Most of us do not inherit wealth or born with a load of wealth for us. If a person wants to build wealth he has to build businesses to grow. Wealth can not be made even if one chooses to do a job all of his life. We may or may not have the required resources to build up our business. One of the most important resources is the capital or the money required to run the business.
Money may be required to run the business smoothly like marketing, buying stock and inventory or to make some capital investments like machines or land. If you do not make these investments at the time it is needed it can have a long term negative effect on the business. To arrange or outsource the funds, finance or loan is needed. There are a lot of lending companies which provide finance to small business owners, some of them may be govt. agencies as well.
Finance can be needed for short term as well as for long term purposes by the small business owners. Usually long term loans would be of a bigger amount than the short term loan. They can even be classified as secured and unsecured loans.

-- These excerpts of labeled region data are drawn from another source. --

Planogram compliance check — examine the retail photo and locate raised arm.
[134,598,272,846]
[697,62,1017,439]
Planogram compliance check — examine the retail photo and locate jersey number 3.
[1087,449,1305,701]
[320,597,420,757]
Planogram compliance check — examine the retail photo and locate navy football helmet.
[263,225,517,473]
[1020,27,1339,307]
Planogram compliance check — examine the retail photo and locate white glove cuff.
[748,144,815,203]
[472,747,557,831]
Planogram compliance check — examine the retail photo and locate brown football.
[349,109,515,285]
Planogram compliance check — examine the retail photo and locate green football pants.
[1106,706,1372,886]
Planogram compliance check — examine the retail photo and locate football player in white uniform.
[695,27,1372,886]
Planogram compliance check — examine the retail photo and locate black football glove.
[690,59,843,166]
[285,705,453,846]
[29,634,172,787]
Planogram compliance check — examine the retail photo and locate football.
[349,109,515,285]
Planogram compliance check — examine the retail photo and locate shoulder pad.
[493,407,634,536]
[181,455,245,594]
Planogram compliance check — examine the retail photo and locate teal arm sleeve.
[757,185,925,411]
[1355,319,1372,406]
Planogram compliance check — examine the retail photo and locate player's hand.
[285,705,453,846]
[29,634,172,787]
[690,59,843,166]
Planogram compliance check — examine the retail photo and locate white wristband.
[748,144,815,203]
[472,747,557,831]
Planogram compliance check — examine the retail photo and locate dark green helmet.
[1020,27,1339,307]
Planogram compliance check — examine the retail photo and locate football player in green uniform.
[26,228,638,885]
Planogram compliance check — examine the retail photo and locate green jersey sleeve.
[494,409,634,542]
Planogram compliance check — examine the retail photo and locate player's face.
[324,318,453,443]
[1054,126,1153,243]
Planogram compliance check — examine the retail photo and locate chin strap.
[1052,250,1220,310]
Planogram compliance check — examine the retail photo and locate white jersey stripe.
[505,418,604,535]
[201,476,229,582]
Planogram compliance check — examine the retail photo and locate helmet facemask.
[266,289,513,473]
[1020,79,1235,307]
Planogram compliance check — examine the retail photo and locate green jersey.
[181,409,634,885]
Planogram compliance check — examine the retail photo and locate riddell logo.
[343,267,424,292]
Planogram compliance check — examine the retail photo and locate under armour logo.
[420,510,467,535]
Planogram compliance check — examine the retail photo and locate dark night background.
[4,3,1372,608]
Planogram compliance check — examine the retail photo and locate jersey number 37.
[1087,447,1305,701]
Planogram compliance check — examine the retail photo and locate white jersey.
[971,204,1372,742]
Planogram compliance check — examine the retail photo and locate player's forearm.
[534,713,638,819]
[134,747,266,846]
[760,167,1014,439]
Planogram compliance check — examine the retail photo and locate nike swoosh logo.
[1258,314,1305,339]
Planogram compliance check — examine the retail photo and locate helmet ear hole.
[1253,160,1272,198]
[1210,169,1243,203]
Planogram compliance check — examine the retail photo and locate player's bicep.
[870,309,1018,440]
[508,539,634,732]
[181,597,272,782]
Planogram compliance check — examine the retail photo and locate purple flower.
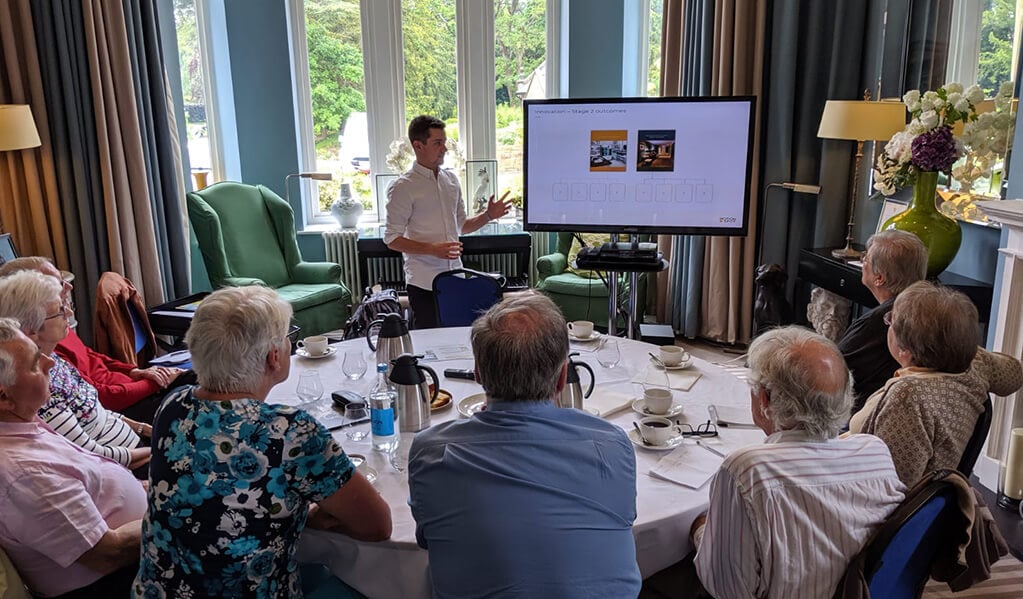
[911,126,959,172]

Secured loans are the ones in which borrower gives some asset as a security to the lender in case he is unable to pay the loan. For example if a borrower need a loan of 10 million$ for 20 years, he would have to pledge his property against the payment of the loan. In case he is unable to pay the loan he will be liable to give his property to the lender. These kind of loans are easily approved and the interest rates are lower than unsecured loans as the risk of the lender is lower here.
Unsecured loans are good as short term loans and they are usually expensive than secured ones. They are a good option if the business owner wants a loan for short term and the amount is not too big. He does nt have to pledge any asset against this loan.